Many of my readers will know of my concerns about the way we analyse composite outcomes in neonatology. Comparing “death or BPD”, “death or NDI”, “death or hiccups”, between randomized groups, as if they were of equal importance, and as if we were always sure that they would change in the same direction with an intervention. This trial is one of a growing trend to using hierarchical composites, with death being given the greatest weight in the analysis, followed by other clinical outcomes in descending order of importance.
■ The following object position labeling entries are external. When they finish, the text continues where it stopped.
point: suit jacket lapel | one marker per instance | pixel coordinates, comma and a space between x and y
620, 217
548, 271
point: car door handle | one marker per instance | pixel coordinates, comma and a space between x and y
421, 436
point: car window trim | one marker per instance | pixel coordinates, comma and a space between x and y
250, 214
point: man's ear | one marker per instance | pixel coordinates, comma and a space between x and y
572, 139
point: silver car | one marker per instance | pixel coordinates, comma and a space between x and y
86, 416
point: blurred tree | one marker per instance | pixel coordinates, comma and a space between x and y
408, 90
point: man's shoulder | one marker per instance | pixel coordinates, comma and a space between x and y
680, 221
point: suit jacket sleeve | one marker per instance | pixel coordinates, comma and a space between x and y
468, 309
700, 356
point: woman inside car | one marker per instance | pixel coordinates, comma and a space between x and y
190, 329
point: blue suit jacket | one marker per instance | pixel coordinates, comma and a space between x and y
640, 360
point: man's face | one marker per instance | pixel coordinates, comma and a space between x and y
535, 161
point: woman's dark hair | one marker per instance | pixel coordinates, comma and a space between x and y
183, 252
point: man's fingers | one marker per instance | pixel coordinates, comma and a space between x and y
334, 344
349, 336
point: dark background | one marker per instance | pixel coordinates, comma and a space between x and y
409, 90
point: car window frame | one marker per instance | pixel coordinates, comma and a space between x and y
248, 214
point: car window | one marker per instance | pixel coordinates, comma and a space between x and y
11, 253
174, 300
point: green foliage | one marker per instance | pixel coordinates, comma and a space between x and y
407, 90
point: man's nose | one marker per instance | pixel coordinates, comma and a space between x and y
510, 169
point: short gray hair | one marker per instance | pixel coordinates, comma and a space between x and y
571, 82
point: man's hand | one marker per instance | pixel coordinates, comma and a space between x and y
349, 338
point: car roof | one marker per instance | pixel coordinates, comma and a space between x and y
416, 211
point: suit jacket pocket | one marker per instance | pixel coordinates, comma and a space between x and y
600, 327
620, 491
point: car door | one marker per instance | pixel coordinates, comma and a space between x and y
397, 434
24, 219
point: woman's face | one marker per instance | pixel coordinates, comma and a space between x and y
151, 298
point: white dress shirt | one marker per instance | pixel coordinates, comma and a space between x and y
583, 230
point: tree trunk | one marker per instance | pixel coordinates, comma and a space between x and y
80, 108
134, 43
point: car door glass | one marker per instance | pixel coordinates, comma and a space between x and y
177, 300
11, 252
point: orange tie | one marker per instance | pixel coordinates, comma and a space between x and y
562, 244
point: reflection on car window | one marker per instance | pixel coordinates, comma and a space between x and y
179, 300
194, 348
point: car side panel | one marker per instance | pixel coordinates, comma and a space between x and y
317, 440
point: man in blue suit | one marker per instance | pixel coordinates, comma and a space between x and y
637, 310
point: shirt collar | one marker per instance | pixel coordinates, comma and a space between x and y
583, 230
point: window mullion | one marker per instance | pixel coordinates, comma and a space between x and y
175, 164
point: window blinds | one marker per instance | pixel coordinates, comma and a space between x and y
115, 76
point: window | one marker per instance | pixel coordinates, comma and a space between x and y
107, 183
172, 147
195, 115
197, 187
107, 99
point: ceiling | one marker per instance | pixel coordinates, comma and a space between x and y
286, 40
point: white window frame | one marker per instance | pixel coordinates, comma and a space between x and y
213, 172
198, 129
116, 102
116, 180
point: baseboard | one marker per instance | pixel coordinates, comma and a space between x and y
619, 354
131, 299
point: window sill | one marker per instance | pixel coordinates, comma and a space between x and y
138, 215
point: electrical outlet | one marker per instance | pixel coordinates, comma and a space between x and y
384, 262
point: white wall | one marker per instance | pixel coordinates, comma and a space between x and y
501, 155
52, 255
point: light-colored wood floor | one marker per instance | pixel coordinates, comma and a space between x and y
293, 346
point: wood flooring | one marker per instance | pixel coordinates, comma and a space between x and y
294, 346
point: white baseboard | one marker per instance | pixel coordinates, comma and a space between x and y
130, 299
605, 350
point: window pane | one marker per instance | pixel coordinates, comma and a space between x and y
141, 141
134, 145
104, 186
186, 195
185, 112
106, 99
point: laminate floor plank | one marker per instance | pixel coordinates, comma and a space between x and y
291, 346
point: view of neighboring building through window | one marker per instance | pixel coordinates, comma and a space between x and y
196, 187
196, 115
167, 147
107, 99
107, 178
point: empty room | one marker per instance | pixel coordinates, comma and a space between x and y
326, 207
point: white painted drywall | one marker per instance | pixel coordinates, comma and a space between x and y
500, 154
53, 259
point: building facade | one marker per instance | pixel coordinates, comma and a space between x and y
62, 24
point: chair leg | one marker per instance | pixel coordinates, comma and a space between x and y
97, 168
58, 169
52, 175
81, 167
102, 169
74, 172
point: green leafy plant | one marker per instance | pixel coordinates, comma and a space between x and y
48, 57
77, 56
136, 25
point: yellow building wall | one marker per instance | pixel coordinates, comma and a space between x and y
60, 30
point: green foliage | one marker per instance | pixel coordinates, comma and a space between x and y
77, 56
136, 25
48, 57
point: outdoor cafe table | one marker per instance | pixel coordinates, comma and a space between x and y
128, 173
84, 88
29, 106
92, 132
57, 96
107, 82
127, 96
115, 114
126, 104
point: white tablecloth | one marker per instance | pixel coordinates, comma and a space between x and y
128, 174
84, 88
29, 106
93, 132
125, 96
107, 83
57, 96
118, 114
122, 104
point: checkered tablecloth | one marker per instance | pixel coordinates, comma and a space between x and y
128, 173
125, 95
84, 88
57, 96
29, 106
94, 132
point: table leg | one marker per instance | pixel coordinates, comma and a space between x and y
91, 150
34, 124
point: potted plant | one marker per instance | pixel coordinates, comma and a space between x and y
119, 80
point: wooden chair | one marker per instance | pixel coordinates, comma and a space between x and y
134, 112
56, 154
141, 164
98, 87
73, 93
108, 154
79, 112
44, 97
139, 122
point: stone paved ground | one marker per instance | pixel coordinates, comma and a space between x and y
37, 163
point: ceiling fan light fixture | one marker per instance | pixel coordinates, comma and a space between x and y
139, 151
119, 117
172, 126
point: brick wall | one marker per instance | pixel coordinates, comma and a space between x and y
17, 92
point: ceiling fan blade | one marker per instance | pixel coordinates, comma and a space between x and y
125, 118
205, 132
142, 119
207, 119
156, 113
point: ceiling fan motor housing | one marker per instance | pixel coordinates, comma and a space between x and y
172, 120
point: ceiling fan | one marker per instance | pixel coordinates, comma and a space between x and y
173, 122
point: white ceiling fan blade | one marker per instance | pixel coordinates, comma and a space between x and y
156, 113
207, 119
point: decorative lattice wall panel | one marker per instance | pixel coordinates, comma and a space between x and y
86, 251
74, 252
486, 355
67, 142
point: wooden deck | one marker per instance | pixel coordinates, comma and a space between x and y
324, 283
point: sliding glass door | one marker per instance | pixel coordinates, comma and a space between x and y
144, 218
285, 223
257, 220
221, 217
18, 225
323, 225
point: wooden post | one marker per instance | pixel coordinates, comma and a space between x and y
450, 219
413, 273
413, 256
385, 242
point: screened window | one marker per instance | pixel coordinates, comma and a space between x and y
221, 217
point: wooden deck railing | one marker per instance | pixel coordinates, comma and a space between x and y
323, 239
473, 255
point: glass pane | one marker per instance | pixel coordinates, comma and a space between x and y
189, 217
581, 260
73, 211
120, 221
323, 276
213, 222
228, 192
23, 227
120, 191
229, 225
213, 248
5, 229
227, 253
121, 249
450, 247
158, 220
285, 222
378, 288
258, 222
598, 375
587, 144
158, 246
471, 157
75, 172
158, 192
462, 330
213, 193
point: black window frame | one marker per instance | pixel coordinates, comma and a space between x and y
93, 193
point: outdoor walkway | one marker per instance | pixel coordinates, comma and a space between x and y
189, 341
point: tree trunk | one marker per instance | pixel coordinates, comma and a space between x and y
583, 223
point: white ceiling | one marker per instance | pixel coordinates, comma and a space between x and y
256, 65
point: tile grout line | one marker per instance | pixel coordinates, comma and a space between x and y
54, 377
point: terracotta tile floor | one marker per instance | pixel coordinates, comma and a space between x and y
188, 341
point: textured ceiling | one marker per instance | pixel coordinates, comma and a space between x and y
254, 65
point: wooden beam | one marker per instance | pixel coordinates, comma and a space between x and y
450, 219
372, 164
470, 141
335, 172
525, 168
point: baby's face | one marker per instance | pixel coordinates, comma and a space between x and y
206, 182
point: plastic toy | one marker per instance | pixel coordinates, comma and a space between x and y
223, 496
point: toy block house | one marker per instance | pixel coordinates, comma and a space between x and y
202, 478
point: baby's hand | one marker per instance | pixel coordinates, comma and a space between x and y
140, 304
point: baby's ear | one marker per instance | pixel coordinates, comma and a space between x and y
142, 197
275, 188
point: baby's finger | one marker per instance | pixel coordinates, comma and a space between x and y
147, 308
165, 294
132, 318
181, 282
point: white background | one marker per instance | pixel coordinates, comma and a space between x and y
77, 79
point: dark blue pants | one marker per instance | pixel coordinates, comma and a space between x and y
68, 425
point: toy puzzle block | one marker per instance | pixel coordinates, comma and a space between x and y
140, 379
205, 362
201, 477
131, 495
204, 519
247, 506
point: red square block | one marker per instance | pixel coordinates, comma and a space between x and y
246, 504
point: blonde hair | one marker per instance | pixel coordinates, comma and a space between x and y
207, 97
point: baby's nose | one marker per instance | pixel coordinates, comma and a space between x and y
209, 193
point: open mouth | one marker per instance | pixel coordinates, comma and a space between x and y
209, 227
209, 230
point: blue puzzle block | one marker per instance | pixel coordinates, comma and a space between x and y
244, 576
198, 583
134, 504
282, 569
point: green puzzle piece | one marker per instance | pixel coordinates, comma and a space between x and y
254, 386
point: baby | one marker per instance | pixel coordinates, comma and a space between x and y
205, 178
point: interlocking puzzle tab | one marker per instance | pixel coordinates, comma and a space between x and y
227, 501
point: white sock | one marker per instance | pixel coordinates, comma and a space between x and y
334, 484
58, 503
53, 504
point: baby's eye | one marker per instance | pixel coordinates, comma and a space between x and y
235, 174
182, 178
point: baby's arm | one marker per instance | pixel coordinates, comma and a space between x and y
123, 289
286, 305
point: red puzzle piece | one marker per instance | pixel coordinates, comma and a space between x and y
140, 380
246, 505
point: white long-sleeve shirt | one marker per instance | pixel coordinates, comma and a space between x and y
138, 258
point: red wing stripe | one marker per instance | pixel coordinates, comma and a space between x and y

Clearly an example to be followed in neonatology.

As for the intervention, I remember from my years as a staff in the PICU that one of the best predictors of a good outcome after major cardiac surgery is that the nurse tells you the infant’s toes are warm! It is a better predictor of survival than measuring cardiac output, for example. (Here is a recent example Cruz G, et al. Capillary Refill Time and Serum Lactate as Predictors of Mortality and Postoperative Extracorporeal Membrane Oxygenation Requirement in Congenital Heart Surgery. Children (Basel). 2023;10(5)).

I don’t think that capillary filling is quite as useful in preterm infants, kept in incubators, with their immature control of vascular tone, but there is still some correlation between cap filling and blood flow measured by doppler in the SVC. (Osborn DA, et al. Clinical detection of low upper body blood flow in very premature infants using blood pressure, capillary refill time, and central-peripheral temperature difference. Arch Dis Child Fetal Neonatal Ed. 2004;89(2):F168–73). As you can see below there is a lot of scatter, but a higher SVC flow is correlated with shorter CRT.

Combining such clinical signs with the direction of change in serum lactate (the absolute value doesn’t help much in the first couple of days as it is often high after birth), urine output (also not much use immediately after birth), level of activity etc, seems to me to be likely to be important in determining treatment in septic babies also. But we have very few good randomized trials of treatment approaches in septic newborns.

This trial gives us some pointers of how we could reasonably design such a trial, with a structured algorithm of interventions, including clinical pointers and targeted functional echocardiography in some patients, and how to design and analyse the primary outcome. We could develop a consensus algorithm (it couldn’t really be evidence-based) and test against usual care, with a hierarchical composite outcome including death and brain injury and duration of intensive care support, for example.